What is interesting is why we have a Parent Chain Processed with chain_hash: 0x5e06…b189, but then later declare that 0x5e06…b189 is unknown.

I would think that's impossible since when a ParentLookup is created the child block (the one with the unknown parent) is automatically added to downloaded_blocks: https://github.com/sigp/lighthouse/blob/01e84b71f524968f5b940fbd2fa31d29408b6581/beacon_node/network/src/sync/block_lookups/parent_lookup.rs#L71

However, I did find that ParentLookup::chain_blocks will mem::take those downloaded_blocks and leave an empty vec in its place: https://github.com/sigp/lighthouse/blob/01e84b71f524968f5b940fbd2fa31d29408b6581/beacon_node/network/src/sync/block_lookups/parent_lookup.rs#L129

We can see in this code that we pull the parent lookup from parent_queue, run ParentLookup::chain_blocks, and then put it back in the parent_queue. This means that it's somewhat possible for a parent lookup to exist in the parent queue which does not contain the original child block (the one with the missing parent).
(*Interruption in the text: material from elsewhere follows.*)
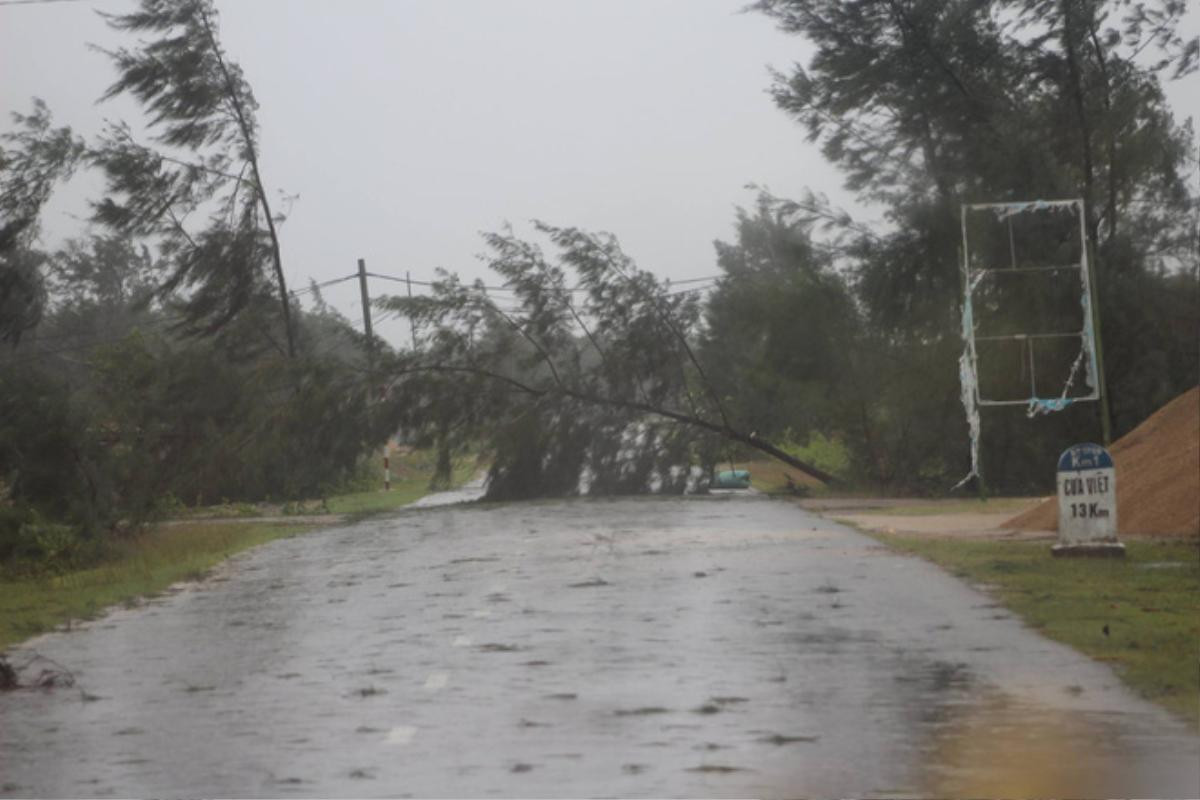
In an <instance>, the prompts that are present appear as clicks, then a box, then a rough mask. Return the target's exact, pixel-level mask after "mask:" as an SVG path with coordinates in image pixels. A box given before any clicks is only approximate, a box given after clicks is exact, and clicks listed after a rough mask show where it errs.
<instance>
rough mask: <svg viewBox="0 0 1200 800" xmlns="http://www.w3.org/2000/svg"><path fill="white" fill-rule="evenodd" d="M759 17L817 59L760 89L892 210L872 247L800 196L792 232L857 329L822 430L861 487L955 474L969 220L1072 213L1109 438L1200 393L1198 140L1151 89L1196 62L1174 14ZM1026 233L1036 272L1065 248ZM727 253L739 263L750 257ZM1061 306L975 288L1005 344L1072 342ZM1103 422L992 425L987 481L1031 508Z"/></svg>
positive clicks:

Looking at some more logs, we can see this sequence:

Sep 26 07:24:07.972 DEBG Processing parent lookup, blocks: 13, chain_hash: 0x5e06…b189, module: network::beacon_processor::worker::sync_methods:210

...redacted for brevity...

Sep 26 07:24:09.013 DEBG Requesting parent, chain_hash: 0x5e06…b189, request: parent, hash: 0x1b28…49c4, downloading_peer: 16Uiu2HAmQXbkSnwNXPgZosAe2kdNozHWSNcKVoEetDF1vQx2sPd1, failed_downloads: 0, failed_processing: 0, downloaded_blocks: 1, service: sync, module: network::sync::block_lookups:699

...redacted for brevity...

Sep 26 07:24:09.359 DEBG Parent lookup processed successfully, module: network::beacon_processor::worker::sync_methods:232
Sep 26 07:24:09.359 DEBG Parent chain processed, result: Success { was_non_empty: false }, chain_hash: 0x5e06…b189, service: sync, module: network::sync::block_lookups:603

Here we can see that whilst we are processing a chain segment we create another ParentLookup for the same chain hash.
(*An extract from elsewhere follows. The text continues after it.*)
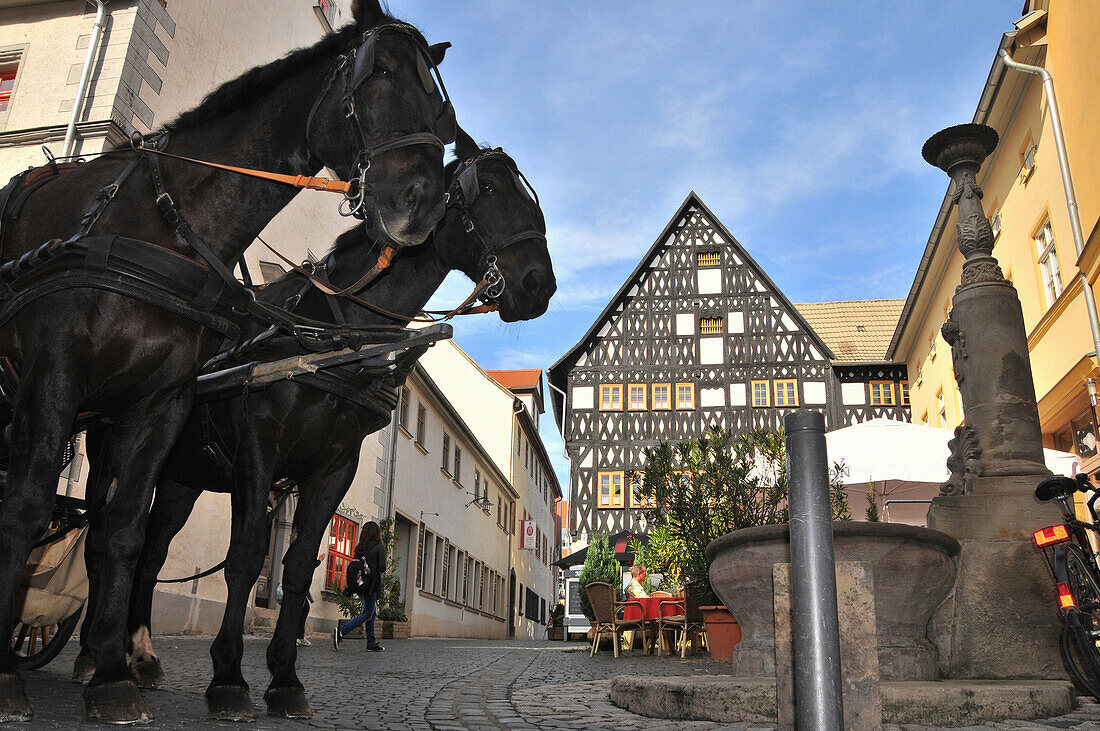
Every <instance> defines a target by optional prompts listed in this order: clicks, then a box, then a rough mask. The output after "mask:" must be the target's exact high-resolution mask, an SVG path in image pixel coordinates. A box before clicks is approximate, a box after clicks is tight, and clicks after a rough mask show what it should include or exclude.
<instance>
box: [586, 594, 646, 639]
mask: <svg viewBox="0 0 1100 731" xmlns="http://www.w3.org/2000/svg"><path fill="white" fill-rule="evenodd" d="M584 590H585V591H587V592H588V603H591V605H592V612H593V613H594V614H595V616H596V633H595V636H594V638H592V650H591V651H590V652H588V656H590V657H592V656H593V655H595V654H596V651H597V650H598V647H599V635H601V634H602V633H604V632H610V633H612V639H613V642H612V645H613V647H614V652H615V656H616V657H618V655H619V642H620V640H621V636H623V631H624V630H641V646H642V650H643V651H645V652H646V653H647V654H648V652H649V650H648V647H649V644H648V642H647V636H646V610H645V609H643V608H642V606H641V602H640V601H616V600H615V587H613V586H612V585H610V584H604V583H603V582H593V583H592V584H588V585H587V586H585V587H584ZM630 605H634V606H635V607H637V608H638V616H639V617H640V619H637V620H624V619H623V613H624V610H625V609H626V607H628V606H630ZM631 649H632V645H631Z"/></svg>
When the chain segment was imported, it would have called BlockLookups::parent_chain_processed which would then try to remove the ParentLookup via the chain_hash. If it happened to remove the parent lookup that was created whilst it was running (rather than the one that triggered it), then I believe it's possible that the ParentLookup that exists in parent_queue does not have any downloaded blocks, therefore making it possible for a Parent Chain Processed log to be emitted whilst the chain_hash it references was not applied to the BeaconChain.

I haven't managed to link the logs all the way through to showing the end result of the parent being imported without the child, however this might be a good start towards that.